Le jour où il était né, quelqu’un lui avait dit que le soleil sur les dessins d’enfant étaient le symbole du regard que ceux qui les aimaient portaient sur eux. Elle ne croyait pas trop à cette psychologie de comptoir, mais s’était depuis ce jour efforcée de regarder ses enfants de cette façon si particulière, si puissante, celle dont on a besoin pour que sa voix atteigne les derniers rangs d’une salle de théâtre, celle qu’elle ne sortait que pour les grandes occasions tant elle avait l’impression de se déverser dans le regard de son interlocuteur, en espérant qu’elle les réchauffe chaque jour et les drape de son amour. Il esquissa un sourire, mi-amusé, mi-ému: il aimait profondément les lubies de sa mère, cette façon qu’elle avait d’accorder de l’importance aux détails, de vivre la vie si intensément qu’elle s’en rendait parfois malade.

La porte claqua et elle se faufila jusqu’à sa chambre. Elle enfila en hâte, son pantalon de la veille, ses chaussettes de la veille, le tout assorti d’un tee shirt et de sous vêtements qui surnageaient sur le haut du panier de linge propre et entra dans la cuisine.

…….

La soupe aux cailloux était presque à point. Tout le secret de la recette résidait dans le juste dosage de l’eau qui devait transformer la terre en une bouillasse crémeuse, ni friable, ni diarrhéique. Du haut de ses huit ans, elle donnait de sévères instructions à ses commis du jour: “Que vois-je? Vous n’avez pas pris la peine de tamiser la terre? Et cette herbe ne me semble pas fraîchement coupée? Où avez-vous appris à choisir vos cailloux?”. Elle renvoya un petit arracher de l’herbe, et un autre chiper un peu de ce terreau bien noir que sa mère destinait aux rosiers, “pour donner une belle couleur”, avait-elle annoncé d’un air docte. Puis annonça à la petite troupe qui s’affairait qu’elle serait à son bureau pour le reste de l’après midi. C’était un minuscule bouleau pleureur, tapi derrière le grand cerisier, qui avait l’honneur de lui servir de boudoir. Un bouleau pour brainstormer, voilà qui lui paraissait d’une cohérence rassurante. Sous l’enveloppant feuillage, elle gardait son trésor: une collection des plus vigoureux rejetons qu’elle ait extrait ce printemps du parterre des fiers marronniers.
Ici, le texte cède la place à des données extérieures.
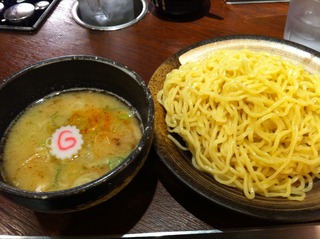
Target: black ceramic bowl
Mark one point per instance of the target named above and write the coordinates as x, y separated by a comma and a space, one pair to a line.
59, 74
178, 7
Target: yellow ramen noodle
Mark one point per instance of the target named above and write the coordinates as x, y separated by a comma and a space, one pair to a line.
250, 119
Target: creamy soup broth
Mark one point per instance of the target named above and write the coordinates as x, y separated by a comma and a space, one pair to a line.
109, 127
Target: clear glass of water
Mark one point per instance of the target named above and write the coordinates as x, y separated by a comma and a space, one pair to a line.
106, 12
303, 23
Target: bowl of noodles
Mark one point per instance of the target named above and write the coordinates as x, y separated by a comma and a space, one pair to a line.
237, 119
75, 130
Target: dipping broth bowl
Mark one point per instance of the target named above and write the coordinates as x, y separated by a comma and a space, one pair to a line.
60, 74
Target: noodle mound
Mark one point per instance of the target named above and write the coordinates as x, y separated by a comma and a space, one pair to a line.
250, 119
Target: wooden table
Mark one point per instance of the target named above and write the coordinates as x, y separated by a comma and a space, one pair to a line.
155, 200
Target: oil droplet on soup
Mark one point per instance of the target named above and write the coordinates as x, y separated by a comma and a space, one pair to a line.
110, 130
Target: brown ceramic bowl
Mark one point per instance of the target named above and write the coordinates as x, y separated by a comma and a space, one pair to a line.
63, 73
179, 162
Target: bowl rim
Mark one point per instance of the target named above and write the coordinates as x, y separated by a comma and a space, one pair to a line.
147, 128
176, 168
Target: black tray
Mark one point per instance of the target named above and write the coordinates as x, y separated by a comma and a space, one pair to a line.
31, 23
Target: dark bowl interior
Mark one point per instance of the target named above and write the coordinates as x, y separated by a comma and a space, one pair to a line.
58, 74
178, 7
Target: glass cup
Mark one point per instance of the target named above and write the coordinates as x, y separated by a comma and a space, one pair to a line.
303, 23
106, 12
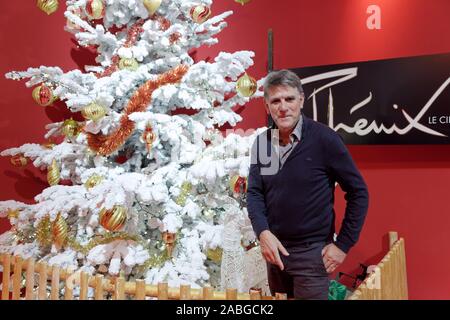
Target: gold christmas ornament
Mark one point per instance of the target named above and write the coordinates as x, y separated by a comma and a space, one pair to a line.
53, 174
246, 86
200, 13
185, 190
13, 214
208, 213
149, 137
215, 255
169, 239
242, 2
95, 9
93, 112
70, 128
128, 64
48, 6
93, 181
152, 5
60, 230
43, 95
238, 184
113, 219
19, 160
44, 232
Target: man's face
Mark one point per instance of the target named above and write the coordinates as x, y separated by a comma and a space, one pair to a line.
284, 104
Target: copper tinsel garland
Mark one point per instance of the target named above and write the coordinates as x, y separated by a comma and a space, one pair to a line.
105, 145
132, 37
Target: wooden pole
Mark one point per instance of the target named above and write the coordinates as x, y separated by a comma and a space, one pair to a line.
393, 237
185, 292
208, 293
120, 289
54, 293
84, 285
140, 290
42, 291
98, 295
163, 291
6, 276
29, 294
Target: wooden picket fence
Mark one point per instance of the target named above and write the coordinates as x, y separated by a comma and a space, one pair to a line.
31, 281
388, 281
51, 279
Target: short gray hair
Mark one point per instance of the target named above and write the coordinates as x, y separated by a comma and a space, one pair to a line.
282, 78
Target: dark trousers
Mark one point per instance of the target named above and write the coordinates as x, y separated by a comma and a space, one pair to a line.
304, 275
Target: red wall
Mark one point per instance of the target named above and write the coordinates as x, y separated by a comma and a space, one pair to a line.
408, 184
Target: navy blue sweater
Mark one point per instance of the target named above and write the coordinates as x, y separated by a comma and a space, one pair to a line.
296, 204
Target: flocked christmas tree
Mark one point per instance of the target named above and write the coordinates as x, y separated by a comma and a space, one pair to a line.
173, 208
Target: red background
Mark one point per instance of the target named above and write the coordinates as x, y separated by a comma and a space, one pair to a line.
408, 184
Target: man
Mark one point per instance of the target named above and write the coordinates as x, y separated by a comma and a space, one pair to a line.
290, 196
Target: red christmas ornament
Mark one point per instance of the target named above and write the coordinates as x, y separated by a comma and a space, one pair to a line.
43, 95
95, 9
200, 13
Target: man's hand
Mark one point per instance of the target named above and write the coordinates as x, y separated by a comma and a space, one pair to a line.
332, 257
270, 247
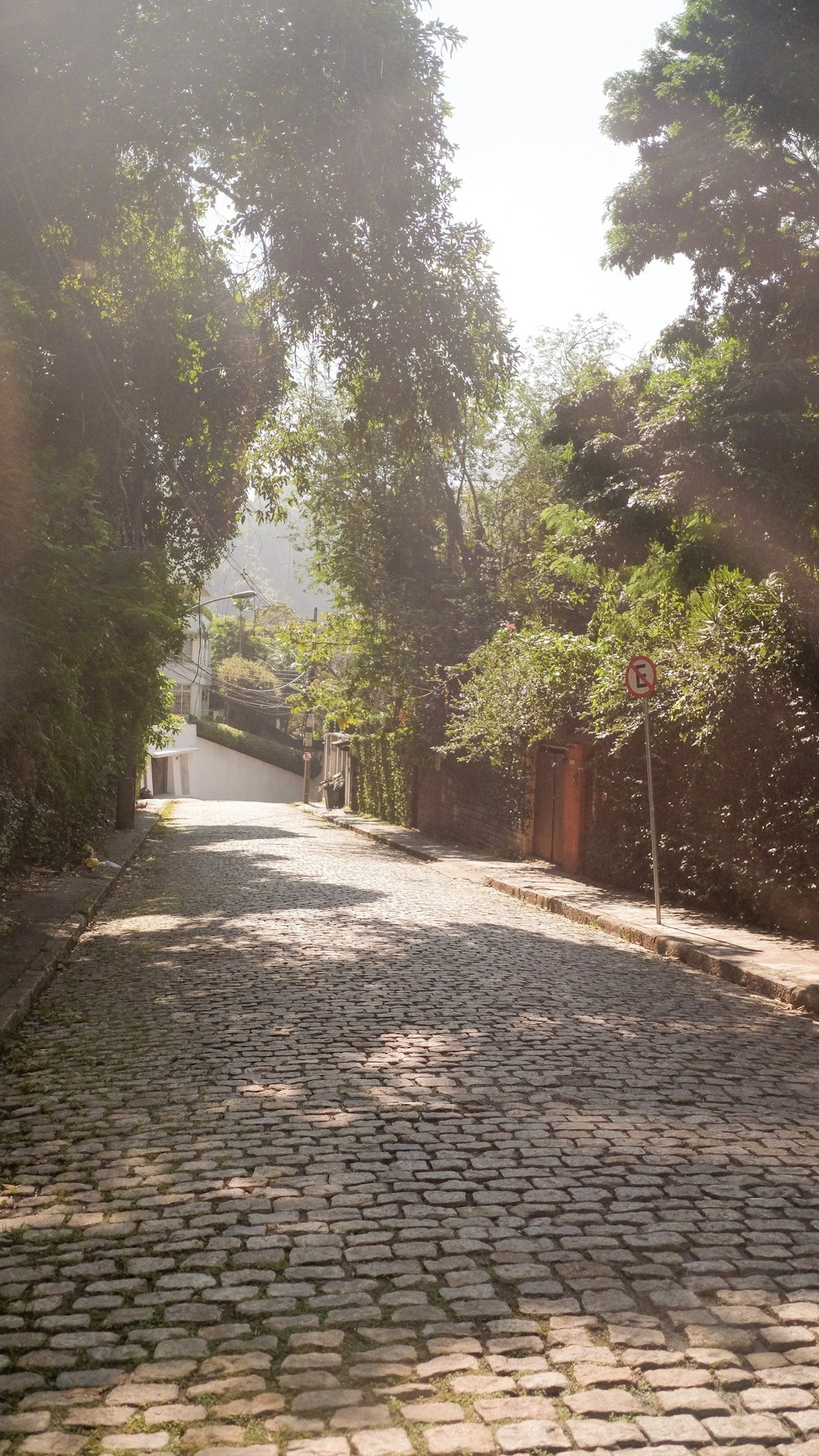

Malgré les soins maternels dont elle les entourait, ils persistaient à dépérir, ce qui la remplissait d’amertume: Pas une once de gratitude pour son arrosage assidu ni pour les longs discours dont elle les gratifiait (et qu’on disait si bon pour l’épanouissement des plantes), pas même un peu de considération pour les cendres qu’elle était allée chercher encore fumantes au fond du barbecue pour tenter de reconstituer pour ses protégés un environnement semblable aux flans si fertiles des volcans. Elle se sentait bien dans cet abri, assise sur l’angle que le tronc formait d’une façon bien opportune, à la fois si loin de tout et si présente au monde. Toute à sa rêverie, elle cassa une fine branche du troène voisin. Elle l’écorça doucement, goûtant du bout des doigts l’humidité du bois ainsi mis à nu, puis l’enroula sur lui-même en entortillant plusieurs fois l’extrémité sur elle-même. Demain, il serait sec et ornerait peut être un de ses poignets. Elle eu une bouffée de tendresse pour cette nature généreuse qui semblait lui prodiguer tout ce dont elle avait besoin. C’est alors qu’elle sentit qu’elle était prête à rejoindre les autres.

…….

La porte de l’école était encore close. Devant la grille, l’attroupement des parents-toujours-en-avance s’impatientait. Il est vrai que ce léger crachin printanier faisait grelotter ceux qui avait trop impatiemment remisés leurs anoraks. Ses petits sautaient joyeusement dans les flaques sous l’oeil désapprobateur d’une vieille nounou. Elle sentait que la vieille attendait un faux pas, une éclaboussure plus franche, une chute humide, pour laisser tomber le couperet de sa remarque triomphante. Elle lança alors un vague “attention les enfants, je n’ai pas de rechange pour vous changer si vous vous mouillez”. La vieille détourna le regard, un peu frustrée de cette occasion perdue de dispenser ses précieux conseils. Tout à leur jeu, les petits n’avaient rien entendu, et elle le savait. En face d’elle, une mère regardait dans sa direction, le regard vide, comme si elle avait été transparente et que la femme contemplait le paysage au delà. Elle se demanda un moment si c’était une façon de l’observer à la dérobée puis finit par la saluer pour mettre un terme à cette étrange présence. Une autre mère lui adressa un petit salut de la tête en articulant un bonjour inaudible. Elle lui répondit par un léger sourire. Elle observa alors attentivement la troupe amassée: le regard creusé de la mère alourdie par sa grossesse presque à terme et cette façon qu’elle avait de poser sa main douloureusement sur le bas d’un ventre sûrement plus dur qu’il ne devrait être, le brillant des longues chaussures de ce père qui partait travailler et que ternissait chaque goutte de pluie, les légères traces de peinture dans la chevelure de cette jeune mère dont le déménagement était imminent, le rire trop peu discret de ce papa récemment redevenu célibataire, les gestes hésitants de cette toute jeune maman qui tentait d’empêcher son nouveau-né de se recroqueviller un peu plus profondément dans les replis du porte bébé. Et puis derrière le toboggan, il y avait cette mère dont elle ne pouvait soutenir le regard, parce qu’elle n’avait pas le courage de plonger dans l’abîme de sa tristesse et de laisser un peu de cette mare de désespoir l’envahir. Dans sa tête, les mots qu’elle aurait voulu prononcer se pressaient si nombreux qu’aucun ne parvenait à passer l’étroit goulot de son larynx. D’un pas lourd, la directrice ouvrit enfin la porte. Les enfant s’y engouffrèrent dans un grand cri d’enthousiasme comme dans un trou noir avalant ses proies scintillantes.

…….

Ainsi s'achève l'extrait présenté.